Le double jeu risqué de Recep Tayyip Erdoğan


L’invasion à grande échelle de l’Ukraine par la Russie a permis au Turc Recep Tayyip Erdoğan de jouer les hommes d’État et les puissants. Le président turc mérite le mérite d’avoir négocié un accord avec Kyiv et Moscou qui a permis la reprise des expéditions de céréales depuis les ports ukrainiens. Mais il a pris soin de sauvegarder des liens économiques importants avec Moscou. Après sa rencontre de quatre heures avec le président russe Vladimir Poutine vendredi dernier, les capitales occidentales craignent qu’Erdoğan approfondisse ses liens avec Moscou alors que ses partenaires de l’OTAN font le contraire et que le Kremlin cherche des moyens de contourner les sanctions occidentales. Le dirigeant turc joue un jeu complexe mais risqué.

Erdoğan a eu une relation cahoteuse avec Poutine, un autre homme fort et rival géopolitique, notamment en raison de leurs priorités différentes dans le conflit syrien. En Ukraine, Ankara a courtisé la colère de Moscou en fournissant des drones d’attaque Bayraktar aux forces de Kyiv. Mais la Turquie n’a pas adopté les sanctions américaines et européennes contre Moscou, achète normalement du pétrole et du gaz russes et a gardé son ciel ouvert aux avions commerciaux russes – désireuse de conserver le commerce touristique russe lucratif, qu’elle a perdu en 2015 après la Turquie. abattu un chasseur russe au-dessus de la Syrie.

Ce qu’Erdoğan et Poutine ont convenu exactement à Sotchi reste incertain. Une déclaration conjointe a évoqué le renforcement des liens commerciaux et énergétiques et une collaboration plus approfondie dans des secteurs tels que les transports, l’industrie, la finance et la construction.
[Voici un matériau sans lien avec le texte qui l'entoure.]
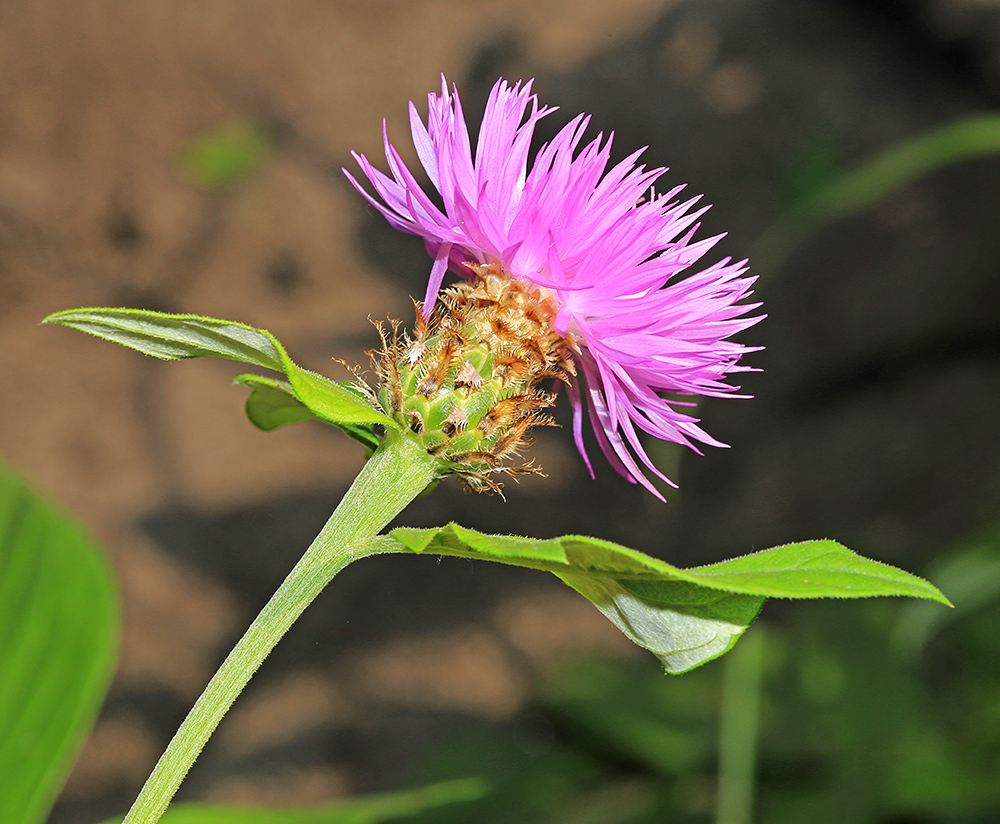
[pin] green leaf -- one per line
(814, 569)
(273, 403)
(683, 616)
(372, 809)
(682, 624)
(221, 158)
(173, 337)
(58, 637)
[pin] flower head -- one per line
(612, 261)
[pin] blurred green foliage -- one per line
(225, 156)
(58, 639)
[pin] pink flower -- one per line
(614, 258)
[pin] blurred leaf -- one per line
(226, 156)
(172, 337)
(372, 809)
(684, 617)
(58, 636)
(875, 180)
(816, 165)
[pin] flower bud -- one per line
(474, 378)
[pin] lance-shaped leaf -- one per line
(172, 337)
(58, 637)
(683, 616)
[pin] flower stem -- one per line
(395, 474)
(742, 674)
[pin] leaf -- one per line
(223, 157)
(683, 616)
(273, 403)
(172, 337)
(682, 624)
(372, 809)
(58, 637)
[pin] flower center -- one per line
(474, 378)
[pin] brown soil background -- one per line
(875, 420)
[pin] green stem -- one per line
(397, 472)
(741, 688)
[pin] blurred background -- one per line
(185, 156)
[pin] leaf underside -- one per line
(685, 617)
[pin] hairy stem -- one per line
(397, 472)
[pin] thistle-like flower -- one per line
(602, 258)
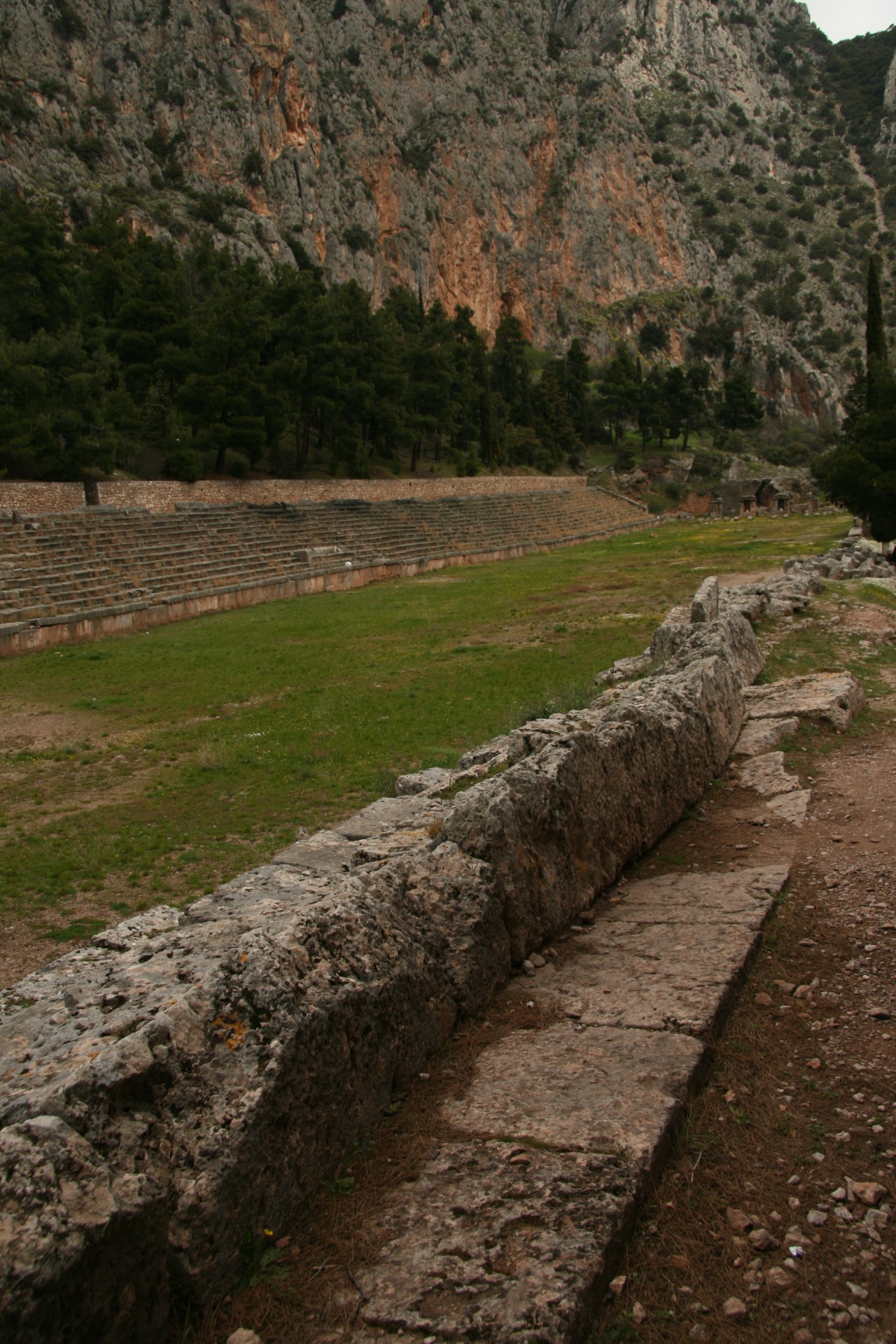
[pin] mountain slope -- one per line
(584, 167)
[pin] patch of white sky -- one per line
(840, 19)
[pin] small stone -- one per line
(735, 1310)
(738, 1221)
(868, 1191)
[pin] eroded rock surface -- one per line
(210, 1068)
(832, 698)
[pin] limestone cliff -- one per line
(582, 166)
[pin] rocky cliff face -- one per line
(583, 166)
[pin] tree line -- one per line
(860, 472)
(118, 351)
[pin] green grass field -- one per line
(153, 766)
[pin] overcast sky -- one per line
(848, 18)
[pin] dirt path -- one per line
(798, 1113)
(801, 1101)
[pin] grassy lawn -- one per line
(155, 766)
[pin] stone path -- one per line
(512, 1225)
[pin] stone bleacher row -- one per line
(93, 564)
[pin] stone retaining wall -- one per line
(164, 496)
(80, 575)
(41, 496)
(191, 1077)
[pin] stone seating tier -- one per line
(76, 566)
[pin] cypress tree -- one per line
(875, 336)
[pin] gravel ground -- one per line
(777, 1214)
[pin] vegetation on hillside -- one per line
(862, 470)
(128, 354)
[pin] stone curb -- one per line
(195, 1075)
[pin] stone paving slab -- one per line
(761, 736)
(511, 1231)
(668, 956)
(824, 696)
(498, 1243)
(766, 774)
(580, 1089)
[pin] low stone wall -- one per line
(41, 496)
(164, 496)
(192, 1075)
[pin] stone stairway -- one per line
(96, 565)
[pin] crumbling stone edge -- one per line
(192, 1077)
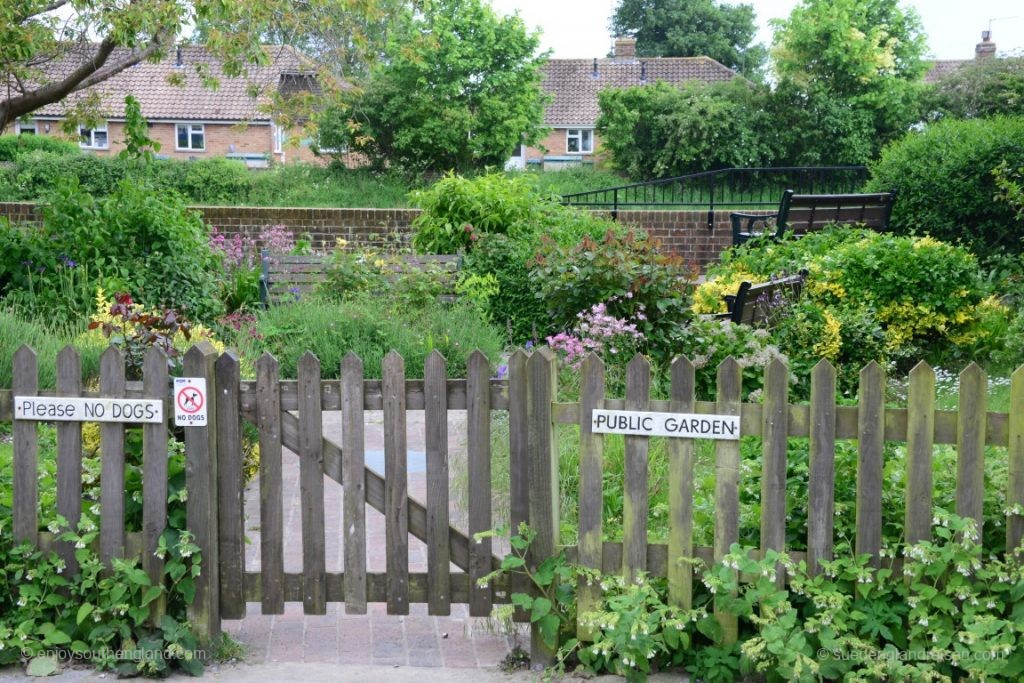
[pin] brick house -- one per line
(574, 84)
(942, 68)
(188, 119)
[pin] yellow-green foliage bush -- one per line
(871, 296)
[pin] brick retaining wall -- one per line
(684, 232)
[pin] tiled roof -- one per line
(942, 68)
(151, 84)
(573, 87)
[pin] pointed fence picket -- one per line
(288, 414)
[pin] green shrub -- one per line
(135, 240)
(212, 180)
(638, 282)
(458, 210)
(12, 147)
(944, 183)
(15, 331)
(870, 296)
(663, 130)
(332, 330)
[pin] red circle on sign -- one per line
(189, 399)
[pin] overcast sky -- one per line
(580, 28)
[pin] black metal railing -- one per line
(728, 187)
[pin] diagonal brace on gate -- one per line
(458, 541)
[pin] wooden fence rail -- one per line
(288, 415)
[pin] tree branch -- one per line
(51, 92)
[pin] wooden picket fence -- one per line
(289, 415)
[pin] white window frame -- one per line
(578, 134)
(193, 128)
(84, 131)
(278, 133)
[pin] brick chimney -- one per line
(986, 48)
(626, 48)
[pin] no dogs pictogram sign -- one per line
(189, 401)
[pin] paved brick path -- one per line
(416, 640)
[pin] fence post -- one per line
(543, 479)
(201, 481)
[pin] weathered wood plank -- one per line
(869, 449)
(591, 503)
(971, 444)
(1015, 480)
(543, 477)
(821, 484)
(920, 434)
(271, 517)
(229, 488)
(201, 508)
(375, 494)
(373, 400)
(680, 572)
(25, 382)
(112, 446)
(311, 485)
(353, 483)
(518, 458)
(70, 454)
(377, 587)
(435, 419)
(635, 508)
(727, 483)
(155, 474)
(478, 462)
(396, 483)
(773, 454)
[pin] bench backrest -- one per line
(757, 304)
(288, 278)
(807, 213)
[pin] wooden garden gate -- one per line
(289, 415)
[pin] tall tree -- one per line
(866, 53)
(51, 48)
(692, 28)
(458, 89)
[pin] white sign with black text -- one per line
(189, 401)
(639, 423)
(56, 409)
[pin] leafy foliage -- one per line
(459, 89)
(980, 89)
(864, 52)
(13, 147)
(870, 296)
(663, 130)
(629, 272)
(943, 176)
(690, 29)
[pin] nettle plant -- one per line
(950, 613)
(99, 614)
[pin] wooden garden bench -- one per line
(756, 304)
(807, 213)
(287, 278)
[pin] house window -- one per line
(93, 138)
(279, 138)
(189, 136)
(580, 140)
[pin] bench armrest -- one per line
(739, 236)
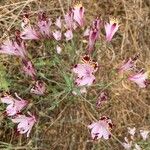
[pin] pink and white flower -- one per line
(127, 65)
(78, 14)
(140, 79)
(13, 48)
(69, 20)
(57, 35)
(69, 35)
(144, 134)
(86, 32)
(127, 145)
(101, 128)
(58, 49)
(38, 88)
(85, 80)
(84, 74)
(131, 131)
(82, 91)
(28, 68)
(44, 24)
(14, 105)
(25, 123)
(102, 98)
(29, 33)
(111, 28)
(58, 23)
(93, 34)
(137, 147)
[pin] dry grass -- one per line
(63, 118)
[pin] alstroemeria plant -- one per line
(78, 14)
(140, 79)
(15, 105)
(111, 28)
(38, 88)
(85, 72)
(101, 128)
(25, 123)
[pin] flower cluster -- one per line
(141, 78)
(133, 144)
(84, 71)
(13, 110)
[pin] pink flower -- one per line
(57, 35)
(78, 14)
(69, 20)
(111, 29)
(29, 33)
(93, 34)
(44, 24)
(14, 105)
(83, 70)
(131, 131)
(13, 48)
(144, 134)
(69, 35)
(85, 74)
(25, 123)
(101, 128)
(127, 145)
(140, 79)
(102, 98)
(58, 22)
(127, 66)
(137, 147)
(85, 80)
(38, 88)
(28, 68)
(58, 49)
(86, 32)
(82, 91)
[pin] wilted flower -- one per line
(78, 14)
(25, 123)
(58, 22)
(44, 24)
(57, 35)
(144, 134)
(101, 128)
(140, 79)
(13, 48)
(69, 35)
(28, 68)
(14, 105)
(102, 98)
(38, 88)
(111, 29)
(58, 49)
(127, 145)
(69, 20)
(93, 34)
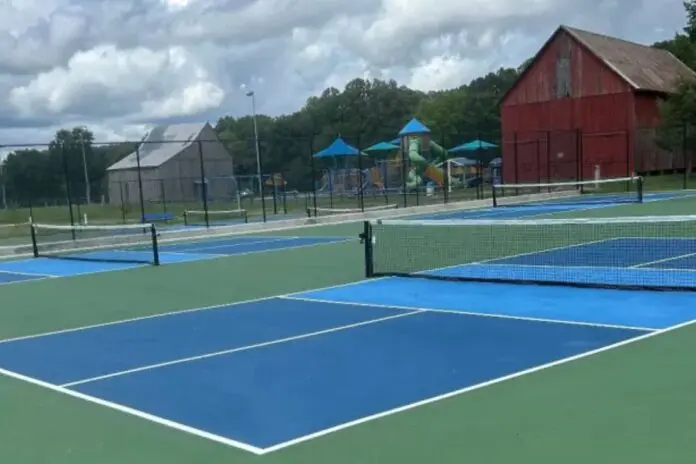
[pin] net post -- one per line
(204, 182)
(366, 236)
(155, 245)
(34, 244)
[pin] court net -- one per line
(317, 212)
(651, 252)
(602, 191)
(215, 217)
(124, 243)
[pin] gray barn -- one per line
(170, 167)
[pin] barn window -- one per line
(563, 81)
(563, 77)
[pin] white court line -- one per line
(471, 388)
(664, 260)
(178, 312)
(201, 257)
(250, 448)
(293, 338)
(603, 268)
(190, 247)
(471, 313)
(133, 412)
(33, 274)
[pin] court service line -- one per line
(279, 341)
(664, 260)
(176, 312)
(471, 388)
(33, 274)
(472, 313)
(190, 247)
(134, 412)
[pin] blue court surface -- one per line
(41, 268)
(266, 374)
(625, 261)
(540, 208)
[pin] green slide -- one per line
(422, 167)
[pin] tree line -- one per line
(363, 112)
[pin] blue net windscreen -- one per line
(601, 191)
(123, 243)
(653, 252)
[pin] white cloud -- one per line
(115, 65)
(136, 83)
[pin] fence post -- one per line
(446, 172)
(687, 164)
(579, 165)
(275, 193)
(516, 167)
(628, 158)
(314, 173)
(123, 203)
(548, 159)
(140, 186)
(361, 198)
(68, 195)
(204, 183)
(260, 176)
(403, 172)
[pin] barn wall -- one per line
(648, 155)
(124, 186)
(182, 175)
(589, 76)
(593, 127)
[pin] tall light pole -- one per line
(88, 195)
(252, 95)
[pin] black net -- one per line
(128, 243)
(212, 218)
(602, 191)
(633, 252)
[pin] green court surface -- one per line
(633, 404)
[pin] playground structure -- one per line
(412, 162)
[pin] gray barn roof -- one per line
(643, 67)
(160, 145)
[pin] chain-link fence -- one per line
(162, 180)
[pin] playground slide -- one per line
(430, 170)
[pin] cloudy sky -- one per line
(119, 65)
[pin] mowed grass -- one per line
(629, 405)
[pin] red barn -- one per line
(585, 101)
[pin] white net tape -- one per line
(645, 220)
(101, 228)
(231, 212)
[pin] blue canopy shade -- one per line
(461, 161)
(474, 145)
(414, 127)
(383, 146)
(338, 148)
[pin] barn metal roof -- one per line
(161, 144)
(643, 67)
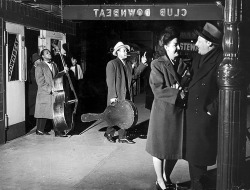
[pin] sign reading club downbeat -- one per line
(170, 12)
(144, 12)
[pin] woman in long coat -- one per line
(165, 133)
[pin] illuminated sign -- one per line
(144, 12)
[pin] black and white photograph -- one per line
(124, 95)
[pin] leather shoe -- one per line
(60, 134)
(109, 137)
(125, 140)
(41, 133)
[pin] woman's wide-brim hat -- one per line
(35, 57)
(210, 33)
(118, 46)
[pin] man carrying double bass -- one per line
(45, 73)
(119, 73)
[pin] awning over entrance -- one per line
(144, 12)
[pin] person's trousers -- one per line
(196, 173)
(121, 132)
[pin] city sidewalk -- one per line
(83, 161)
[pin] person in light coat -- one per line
(45, 72)
(119, 73)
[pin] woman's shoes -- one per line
(158, 187)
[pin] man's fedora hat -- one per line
(210, 33)
(118, 46)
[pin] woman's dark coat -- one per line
(165, 132)
(201, 129)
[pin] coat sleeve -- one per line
(111, 80)
(161, 86)
(58, 74)
(40, 80)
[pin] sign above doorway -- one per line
(144, 12)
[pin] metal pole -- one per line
(232, 103)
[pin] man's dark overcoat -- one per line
(201, 129)
(165, 132)
(116, 78)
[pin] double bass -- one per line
(60, 102)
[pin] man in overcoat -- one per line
(202, 106)
(45, 72)
(119, 73)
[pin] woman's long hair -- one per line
(166, 36)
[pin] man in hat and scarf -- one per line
(119, 73)
(202, 106)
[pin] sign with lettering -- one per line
(144, 12)
(13, 57)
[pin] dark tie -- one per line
(76, 72)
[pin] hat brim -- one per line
(119, 47)
(207, 38)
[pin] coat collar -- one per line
(208, 64)
(168, 64)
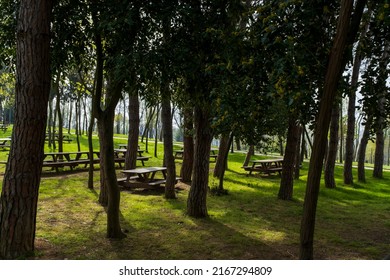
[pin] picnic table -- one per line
(120, 155)
(180, 153)
(266, 166)
(70, 159)
(5, 142)
(143, 177)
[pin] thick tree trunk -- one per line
(249, 154)
(330, 161)
(349, 141)
(298, 154)
(287, 180)
(132, 140)
(379, 142)
(223, 150)
(345, 34)
(106, 133)
(188, 142)
(18, 202)
(362, 151)
(196, 202)
(169, 160)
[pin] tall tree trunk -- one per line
(223, 150)
(70, 116)
(379, 142)
(349, 141)
(132, 140)
(362, 151)
(106, 133)
(330, 161)
(59, 114)
(287, 180)
(19, 196)
(249, 154)
(196, 202)
(298, 154)
(188, 143)
(345, 34)
(341, 126)
(169, 160)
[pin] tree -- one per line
(345, 35)
(19, 195)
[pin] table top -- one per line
(267, 160)
(144, 170)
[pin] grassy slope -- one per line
(249, 223)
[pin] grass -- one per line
(248, 223)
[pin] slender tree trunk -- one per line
(362, 151)
(132, 141)
(341, 126)
(349, 141)
(169, 160)
(59, 114)
(249, 154)
(106, 133)
(223, 150)
(70, 116)
(345, 34)
(332, 149)
(379, 142)
(19, 196)
(298, 154)
(287, 180)
(188, 142)
(156, 132)
(196, 202)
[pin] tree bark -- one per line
(345, 34)
(224, 145)
(249, 154)
(196, 202)
(132, 140)
(362, 151)
(349, 141)
(188, 142)
(332, 149)
(169, 160)
(287, 180)
(379, 142)
(18, 202)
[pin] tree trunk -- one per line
(298, 154)
(223, 150)
(345, 34)
(132, 140)
(379, 142)
(188, 142)
(349, 141)
(196, 202)
(249, 154)
(362, 151)
(23, 171)
(106, 133)
(341, 153)
(169, 160)
(330, 161)
(287, 180)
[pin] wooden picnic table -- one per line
(266, 166)
(70, 159)
(180, 153)
(143, 177)
(120, 155)
(5, 142)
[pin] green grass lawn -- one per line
(353, 222)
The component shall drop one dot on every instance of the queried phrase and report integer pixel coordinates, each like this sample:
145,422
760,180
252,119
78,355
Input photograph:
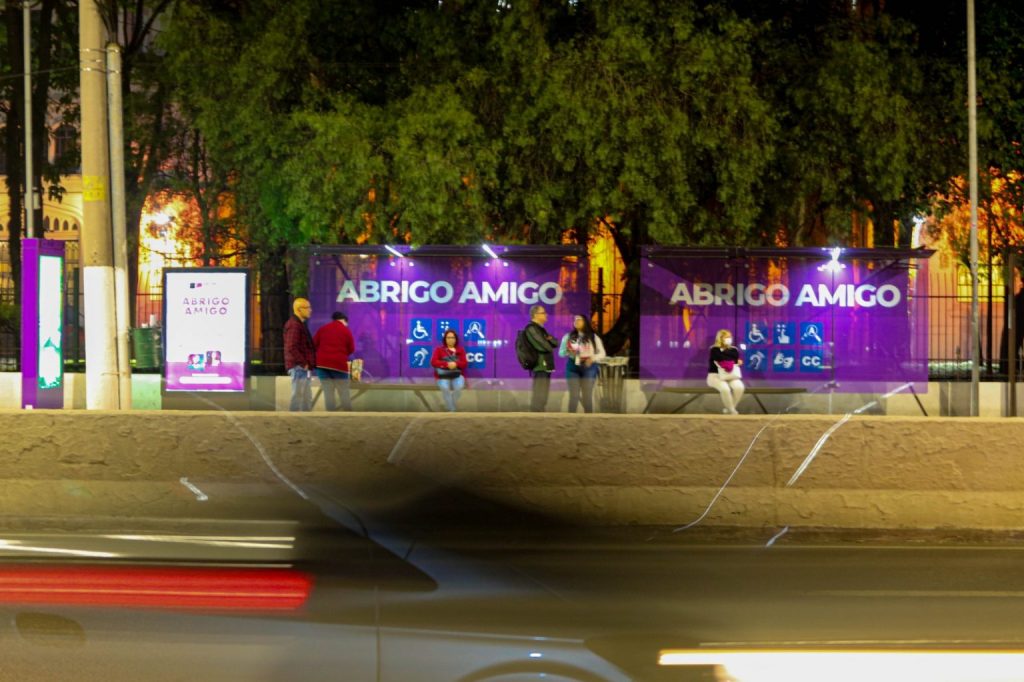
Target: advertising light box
853,325
399,307
42,324
206,329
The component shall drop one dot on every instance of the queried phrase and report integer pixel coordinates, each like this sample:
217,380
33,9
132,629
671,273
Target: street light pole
30,194
97,259
972,103
122,303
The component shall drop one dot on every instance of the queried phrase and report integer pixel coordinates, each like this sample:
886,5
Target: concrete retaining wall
272,393
884,472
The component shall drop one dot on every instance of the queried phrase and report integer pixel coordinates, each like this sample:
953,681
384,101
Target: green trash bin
612,383
145,347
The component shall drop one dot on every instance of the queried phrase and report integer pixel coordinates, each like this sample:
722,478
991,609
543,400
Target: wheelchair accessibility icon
419,329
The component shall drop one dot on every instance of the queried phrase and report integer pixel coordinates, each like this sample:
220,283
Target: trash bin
145,347
612,383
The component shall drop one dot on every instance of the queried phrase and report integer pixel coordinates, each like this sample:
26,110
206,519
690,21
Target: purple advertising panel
42,324
857,325
398,307
206,323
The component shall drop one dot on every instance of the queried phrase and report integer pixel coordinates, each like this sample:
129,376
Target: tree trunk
626,329
273,303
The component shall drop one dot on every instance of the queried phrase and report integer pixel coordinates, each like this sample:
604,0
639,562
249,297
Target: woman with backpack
583,350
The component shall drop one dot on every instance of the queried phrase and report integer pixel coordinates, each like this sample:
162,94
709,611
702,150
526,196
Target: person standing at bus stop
334,344
300,355
545,345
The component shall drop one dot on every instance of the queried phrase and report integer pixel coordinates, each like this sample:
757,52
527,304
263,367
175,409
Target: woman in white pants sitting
723,371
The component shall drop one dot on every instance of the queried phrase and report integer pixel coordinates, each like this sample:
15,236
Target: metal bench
696,391
358,388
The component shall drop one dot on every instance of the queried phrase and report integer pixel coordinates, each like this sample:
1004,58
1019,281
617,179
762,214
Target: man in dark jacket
300,358
545,345
334,344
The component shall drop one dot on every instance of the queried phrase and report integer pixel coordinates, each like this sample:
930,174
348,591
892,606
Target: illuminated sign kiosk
206,329
42,324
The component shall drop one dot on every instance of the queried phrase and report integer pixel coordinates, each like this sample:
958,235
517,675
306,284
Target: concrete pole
119,215
30,194
972,103
97,270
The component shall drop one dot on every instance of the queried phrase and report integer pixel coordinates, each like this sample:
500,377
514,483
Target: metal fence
948,305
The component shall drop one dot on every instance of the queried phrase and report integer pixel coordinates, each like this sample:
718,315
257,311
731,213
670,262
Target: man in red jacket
300,359
334,343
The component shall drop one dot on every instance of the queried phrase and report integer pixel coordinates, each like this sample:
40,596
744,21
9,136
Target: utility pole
30,190
97,271
972,104
115,115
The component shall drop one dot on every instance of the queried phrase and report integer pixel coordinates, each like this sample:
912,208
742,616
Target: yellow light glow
850,666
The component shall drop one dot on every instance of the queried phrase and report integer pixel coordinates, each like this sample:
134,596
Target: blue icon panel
419,356
783,360
419,329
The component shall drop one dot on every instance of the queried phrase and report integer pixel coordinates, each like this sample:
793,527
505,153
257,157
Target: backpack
525,352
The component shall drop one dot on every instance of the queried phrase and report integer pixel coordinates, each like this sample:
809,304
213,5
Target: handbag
444,373
729,370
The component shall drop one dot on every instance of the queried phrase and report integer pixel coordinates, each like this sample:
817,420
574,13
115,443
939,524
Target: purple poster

Un vice-Premier ministre russe a déclaré que la Turquie commencerait à payer le gaz partiellement en roubles.

Le président turc a ensuite été cité comme ayant déclaré que cinq banques turques adopteraient le système de paiement russe Mir – une aubaine pour les touristes russes en Turquie après que Visa et Mastercard ont suspendu les opérations russes. Les capitales occidentales craignent que le lien avec Mir ne soit également utilisé pour contourner les sanctions, bien qu’il n’y ait aucune preuve qu’Erdoğan ait accepté les supposées propositions russes, divulguées par les services de renseignement ukrainiens, pour une coopération bancaire et énergétique plus approfondie qui pourrait aider Moscou à échapper aux restrictions occidentales.

Erdoğan a de bonnes raisons de courtiser les flux financiers russes alors qu’il tente de se faire réélire l’année prochaine dans un contexte d’escalade de la dette et de la crise monétaire, causée en grande partie par sa propre mauvaise gestion économique. L’inflation a atteint un sommet en 24 ans de 79,6 % en juillet et la lire a diminué de moitié par rapport au dollar en 12 mois. Malgré l’adhésion de la Turquie à l’OTAN, elle n’a aucune obligation légale d’imposer des sanctions américaines et européennes contre la Russie.

Cependant, tout approfondissement des liens économiques avec Moscou est susceptible d’attiser les frictions avec l’Occident alors que la Turquie traîne déjà les pieds sur l’adhésion de la Suède et de la Finlande à l’OTAN. La position d’Erdogan fournit également un test de la capacité de l’alliance occidentale à faire respecter les sanctions à l’échelle mondiale. Ne pas empêcher la fuite des sanctions via la Turquie rendrait d’autant plus difficile la restriction d’autres marchés émergents tels que la Chine, qui s’est jusqu’à présent montrée prudente quant à l’aide à la Russie.

Un haut responsable a suggéré que les pays occidentaux pourraient appeler les entreprises et les banques à se retirer de la Turquie si Erdoğan concrétise les intentions qu’il a signalées vendredi. Mais la Turquie est tout simplement trop importante sur le plan géopolitique et pour les entreprises occidentales. L’Europe s’inquiète de la capacité d’Ankara à inonder le continent des 3,7 millions de réfugiés de Syrie et d’ailleurs que la Turquie accueille.

Pourtant, les États-Unis ont déjà imposé des mesures punitives à la Turquie – par exemple, pour son achat d’un système de défense aérienne russe – et les sanctions américaines secondaires constituent un risque. Bien que ceux-ci devraient être calibrés pour éviter de créer une réaction interne qu’Erdoğan pourrait exploiter, ils pourraient toujours causer des dommages qui compenseraient les avantages de la coopération avec Moscou. Dans son jeu de poker géostratégique, Erdoğan doit se méfier de surjouer sa main.